Don't you think there's a reason that these other countries are focused on this? We need a technology strategy as a country, and we've got to do something about it. A lot of these (other) countries get direct investment and subsidies. We aren't even asking for that. We're saying, "Would you please join us in investing in R&D in our future?"

Do they listen in Washington? You, Intel Chairman Craig Barrett and everyone has been going up to Capitol Hill for years.
Appleton: I think historically they haven't, but I think there are a lot of people waking up to the issue in Washington.

We've got really a couple of particular issues. One is our educational system is broken. It's kind of a circular discussion that you get into about education, because no one person is going to change it. You've got all these moving variables that make it tough to try to address. But hey, however it has to happen, our educational system is broken; we've got to fix it. We aren't creating any longer the kinds of minds, if you will, that are going to drive us forward in the sciences.

This idea that somehow we're going to develop all our technology in the United States and send it over there to be produced is ridiculous.

Maybe we have some great work being done in the medical arena or life sciences, but you know what, we've got the whole world out there that's very focused on the physical sciences. These countries recognize that if you want to have a leading economy, you have to have a solid technology base. And that also means making some stuff--you know, that dirty word, "manufacturing." We have to make some of that stuff. In fact, we need to make a lot of it, and it's because the linkage between R&D and manufacturing is critical.

This idea that somehow we're going to develop all our technology in the United States and send it over there to be produced is ridiculous. There has got to be proximity. The iterative learning process is critical, and we need more investment in the basic sciences.
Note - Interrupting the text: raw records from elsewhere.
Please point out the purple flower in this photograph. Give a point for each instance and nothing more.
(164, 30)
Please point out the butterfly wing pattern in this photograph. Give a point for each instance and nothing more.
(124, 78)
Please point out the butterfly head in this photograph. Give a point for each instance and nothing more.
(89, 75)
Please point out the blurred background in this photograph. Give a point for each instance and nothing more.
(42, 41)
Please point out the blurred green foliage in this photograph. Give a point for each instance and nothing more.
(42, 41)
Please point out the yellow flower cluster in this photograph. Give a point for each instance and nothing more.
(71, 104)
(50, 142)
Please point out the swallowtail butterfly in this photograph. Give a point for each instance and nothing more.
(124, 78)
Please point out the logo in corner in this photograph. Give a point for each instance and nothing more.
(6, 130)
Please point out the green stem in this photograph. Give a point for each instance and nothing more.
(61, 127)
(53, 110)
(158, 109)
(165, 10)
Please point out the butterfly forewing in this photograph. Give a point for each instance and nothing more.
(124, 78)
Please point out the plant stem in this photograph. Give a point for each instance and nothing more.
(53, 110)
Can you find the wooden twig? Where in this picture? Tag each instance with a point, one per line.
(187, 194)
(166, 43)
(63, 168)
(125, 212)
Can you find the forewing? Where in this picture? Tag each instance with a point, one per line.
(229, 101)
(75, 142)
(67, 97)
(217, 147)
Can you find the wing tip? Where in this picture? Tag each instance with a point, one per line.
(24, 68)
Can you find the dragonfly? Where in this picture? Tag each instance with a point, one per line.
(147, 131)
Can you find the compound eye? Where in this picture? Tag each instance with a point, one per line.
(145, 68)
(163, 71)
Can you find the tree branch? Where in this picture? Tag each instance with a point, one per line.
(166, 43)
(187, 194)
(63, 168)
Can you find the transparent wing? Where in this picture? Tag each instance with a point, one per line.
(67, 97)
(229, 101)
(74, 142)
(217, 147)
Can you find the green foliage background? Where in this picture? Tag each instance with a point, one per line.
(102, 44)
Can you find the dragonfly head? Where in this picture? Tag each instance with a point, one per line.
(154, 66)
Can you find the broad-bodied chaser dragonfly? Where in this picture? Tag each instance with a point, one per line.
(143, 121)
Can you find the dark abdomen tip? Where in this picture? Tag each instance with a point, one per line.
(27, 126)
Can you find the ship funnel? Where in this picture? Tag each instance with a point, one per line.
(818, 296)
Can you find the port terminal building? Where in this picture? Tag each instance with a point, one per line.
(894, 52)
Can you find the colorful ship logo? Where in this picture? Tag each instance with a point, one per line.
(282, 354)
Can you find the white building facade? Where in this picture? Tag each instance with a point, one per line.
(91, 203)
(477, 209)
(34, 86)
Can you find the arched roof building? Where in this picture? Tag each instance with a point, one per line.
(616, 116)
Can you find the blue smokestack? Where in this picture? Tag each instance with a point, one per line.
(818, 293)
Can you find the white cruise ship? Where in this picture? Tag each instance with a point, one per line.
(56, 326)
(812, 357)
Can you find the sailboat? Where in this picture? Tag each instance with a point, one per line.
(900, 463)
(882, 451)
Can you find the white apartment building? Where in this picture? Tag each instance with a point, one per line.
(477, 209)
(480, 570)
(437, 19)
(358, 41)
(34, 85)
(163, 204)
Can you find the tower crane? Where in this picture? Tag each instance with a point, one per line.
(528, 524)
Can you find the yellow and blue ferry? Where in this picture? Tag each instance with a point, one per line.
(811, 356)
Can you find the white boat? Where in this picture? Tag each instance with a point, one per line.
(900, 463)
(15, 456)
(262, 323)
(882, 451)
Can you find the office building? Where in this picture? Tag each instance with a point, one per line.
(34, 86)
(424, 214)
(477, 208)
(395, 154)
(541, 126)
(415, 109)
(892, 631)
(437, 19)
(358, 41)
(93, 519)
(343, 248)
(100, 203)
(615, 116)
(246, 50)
By the way, how's your back doing? Has it healed from the plane accident?
Appleton: Oh, good. I'm totally normal now.

You have quite a few adventure hobbies, correct?
Appleton: I do triathlons. I like motocross. I like surfing.

How do you squeeze it all in?
Appleton: Well, you know, I have difficulties these days, honestly. I haven't been doing a lot of air shows, and I haven't done a whole lot of surfing lately. But I still like it, and when I get a chance I'll do it. It just has to be kind of in a concentrated period of time.